What The AUTHORITY say is that it is seriously shameful that it would take violent public protests before the Service Chiefs could woke up to appreciate the terrible things being done by their boys on our highways. Should the public continue to be their primary barometer, or should they put in place internal monitoring mechanisms that should ensure that their integrity, prestige and pedigree are not smeared? Elementary administrative procedure should dictate that when one sends an agent on such a dangerous errand, the principal should continuously monitor the act of their men.

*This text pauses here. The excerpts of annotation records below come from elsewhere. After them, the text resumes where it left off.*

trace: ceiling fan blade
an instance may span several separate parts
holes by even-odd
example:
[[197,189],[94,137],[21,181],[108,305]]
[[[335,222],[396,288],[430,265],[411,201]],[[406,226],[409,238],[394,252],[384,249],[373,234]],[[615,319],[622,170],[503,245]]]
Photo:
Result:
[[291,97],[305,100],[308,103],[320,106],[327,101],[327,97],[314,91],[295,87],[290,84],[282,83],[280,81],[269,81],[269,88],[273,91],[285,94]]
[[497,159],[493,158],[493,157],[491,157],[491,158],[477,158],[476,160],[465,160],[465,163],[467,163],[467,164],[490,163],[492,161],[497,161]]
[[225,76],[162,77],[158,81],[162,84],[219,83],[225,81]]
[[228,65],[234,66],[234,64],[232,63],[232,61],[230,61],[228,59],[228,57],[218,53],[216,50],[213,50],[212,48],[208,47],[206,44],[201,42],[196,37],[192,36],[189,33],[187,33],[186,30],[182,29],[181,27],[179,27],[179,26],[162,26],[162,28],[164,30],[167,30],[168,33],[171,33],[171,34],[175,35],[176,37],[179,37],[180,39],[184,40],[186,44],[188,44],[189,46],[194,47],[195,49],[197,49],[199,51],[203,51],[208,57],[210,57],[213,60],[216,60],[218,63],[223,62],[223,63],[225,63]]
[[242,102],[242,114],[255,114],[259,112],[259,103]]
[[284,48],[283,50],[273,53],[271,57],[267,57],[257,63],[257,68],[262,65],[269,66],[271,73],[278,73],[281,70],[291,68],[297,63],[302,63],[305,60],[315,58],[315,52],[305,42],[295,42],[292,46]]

But, all these took the back seat when nepotism, favouritism, bribery and other vices took the center stage in the propensities of our security agencies. Several instances abound where officers that are by far junior to several others are not wearing ranks several times above the officers that recruited them or officers that mentored them. In particular in the police, promotions go to the highest bidder and this is the major source of indiscipline now pervading the police.

At another level, why should it take the declaration of a trade dispute before the Minister of Employment and his men, as well as the particular ministry involved sluggishly enter into 419 agreements with labour leaders? Trade Dispute agreements in Nigerian is now akin to the purchase of ‘akara’, with a penny, an agreement would be drafted and signatures appended to such, but implementing such, would take trade dispute upon another, yet, the sore would continue to bleed, while innocent victims bleed to death.

For example, why should we in all honesty call ourselves a serious country desirous of making any leap technologically or scientifically, if we failed to continuously pander to the FG/ASUU, FG/NARD, FG/NANNM, FG/NMA, FG/NUPEND, etc agreements?

The AUTHORITY is convinced without any iota of doubt that some unscrupulous top-ranking public officials smile to the banks each time trade dispute are declared, otherwise, what is the real purpose of having a Ministry of Labour in the first place?

We have to get serious. We need to place serious sanction against those officers who push us to those shameful trade disputes that lead to strikes. If we review our reward system to successful resolution of issues, we are certain that those things that create unnecessary bottlenecks will vanish into thin air.

What is wrong for instance, if we promote a police or Army officer based on his ability to reduce crimes, ability to decimate bandits/Boko Haram or reward the Labour Minister and his staff based on their ability to bring keep up the industrial harmony in the country? Seriously speaking, our reward system is partly responsible for the unnecessary crises we face in this country and until we decide to face reality, we shall keep regurgitating our regrets and remain in endless circle or doom.